Il serait vain d’énumérer la liste des journaux qui ont publié un article sur Cargo vie, car pratiquement toute la presse belge, française et suisse a évoqué ce livre, ne fût-ce que brièvement. Il figure en outre depuis longtemps parmi les meilleures ventes de la semaine présentées par le magazine professionnel Livres hebdo.

Son image

C’est le visage de P. de Duve qui illustre la plupart des articles qui lui ont été consacrés. Il s’agit, chaque fois, d’une des photos réalisées par J. Foley pour les éditions Lattès, à l’époque de la sortie d’Izo. Entretemps, le jeune homme, meurtri par la maladie, avait changé. Mais c’est l’ancienne image de lui qu’il préférait montrer. Seule La dernière heure a publié une photo récente. Vérité des êtres, vérité des images.

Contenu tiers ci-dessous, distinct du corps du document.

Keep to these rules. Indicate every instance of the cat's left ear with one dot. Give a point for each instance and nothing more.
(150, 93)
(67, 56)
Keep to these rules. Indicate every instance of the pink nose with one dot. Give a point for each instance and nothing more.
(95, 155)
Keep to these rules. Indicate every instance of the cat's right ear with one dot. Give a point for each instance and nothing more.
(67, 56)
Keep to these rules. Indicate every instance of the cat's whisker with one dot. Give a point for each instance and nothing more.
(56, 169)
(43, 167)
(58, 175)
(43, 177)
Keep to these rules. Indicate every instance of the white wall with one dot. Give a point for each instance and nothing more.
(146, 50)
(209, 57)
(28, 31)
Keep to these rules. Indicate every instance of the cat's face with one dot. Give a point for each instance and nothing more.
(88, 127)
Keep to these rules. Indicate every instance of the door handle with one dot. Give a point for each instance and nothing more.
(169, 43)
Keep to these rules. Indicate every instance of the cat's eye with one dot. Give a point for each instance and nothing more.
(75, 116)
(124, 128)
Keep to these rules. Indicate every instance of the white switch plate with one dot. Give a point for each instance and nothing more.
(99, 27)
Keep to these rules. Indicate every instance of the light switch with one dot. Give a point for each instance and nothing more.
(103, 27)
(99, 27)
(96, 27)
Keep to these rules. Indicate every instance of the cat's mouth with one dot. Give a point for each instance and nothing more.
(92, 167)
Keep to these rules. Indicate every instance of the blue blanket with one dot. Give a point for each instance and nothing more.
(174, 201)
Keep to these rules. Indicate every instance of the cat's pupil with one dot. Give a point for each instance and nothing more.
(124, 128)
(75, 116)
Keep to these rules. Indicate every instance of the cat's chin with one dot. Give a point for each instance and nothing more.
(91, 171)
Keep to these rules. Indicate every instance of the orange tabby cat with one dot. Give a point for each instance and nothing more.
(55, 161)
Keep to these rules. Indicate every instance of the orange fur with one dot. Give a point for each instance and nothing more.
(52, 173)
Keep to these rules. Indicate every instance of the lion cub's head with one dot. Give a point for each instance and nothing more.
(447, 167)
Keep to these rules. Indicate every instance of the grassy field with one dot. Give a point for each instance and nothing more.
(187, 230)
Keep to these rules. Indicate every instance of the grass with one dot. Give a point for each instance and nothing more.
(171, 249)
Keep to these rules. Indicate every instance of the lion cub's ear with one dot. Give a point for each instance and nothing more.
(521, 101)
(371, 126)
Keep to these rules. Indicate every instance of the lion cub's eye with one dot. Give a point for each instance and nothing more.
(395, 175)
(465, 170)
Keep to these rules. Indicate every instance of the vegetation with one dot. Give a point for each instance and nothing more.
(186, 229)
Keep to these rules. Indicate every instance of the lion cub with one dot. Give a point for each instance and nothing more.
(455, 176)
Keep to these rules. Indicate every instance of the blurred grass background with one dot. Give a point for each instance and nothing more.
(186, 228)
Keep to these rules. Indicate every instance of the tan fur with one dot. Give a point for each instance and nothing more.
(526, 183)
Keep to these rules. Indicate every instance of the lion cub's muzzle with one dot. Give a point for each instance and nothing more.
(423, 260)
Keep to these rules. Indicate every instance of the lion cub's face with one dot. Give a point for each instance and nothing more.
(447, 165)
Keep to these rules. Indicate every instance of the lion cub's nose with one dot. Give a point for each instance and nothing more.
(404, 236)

Aujourd’hui la mort a fait son œuvre et la presse, son travail : elle en a donc parlé. Pour le jour de ses funérailles, Pascal de Duve avait forgé le mot d’encièlement : «  – dispersion à tous vents de cendres d’intérêt somme toute très limité ».

Carmelo Virone

« Je prépare stoïquement ma fusion avec l’Univers, que je contemple de mes yeux tant que je peux, et de mon cœur j’essaie d’imaginer la partie invisible de son infinie grandeur ».
Jeudi 22 avril, en fin d’après-midi, la famille et les amis de Pascal de Duve se sont retrouvés au Père Lachaise pour son encièlement.
Des extraits d’Izo et de Cargo vie ont été lus, puis on laissa Saint-Saëns officier. Quand le soleil flamboya à travers les vitraux rouges de la chapelle, on aurait dit que l’univers rendait hommage à celui qui, chaque jour davantage, en reconnaissait la beauté.
Le temps a passé comme un songe, gardé son mystère ; ce fut une célébration agnostique, comme il l’avait voulu.
Sidéen sidéral, Pascal de Duve conservera longtemps son rayonnement dans le cœur de tous ceux qui, à travers ses livres ou par sa fréquentation, l’ont aimé.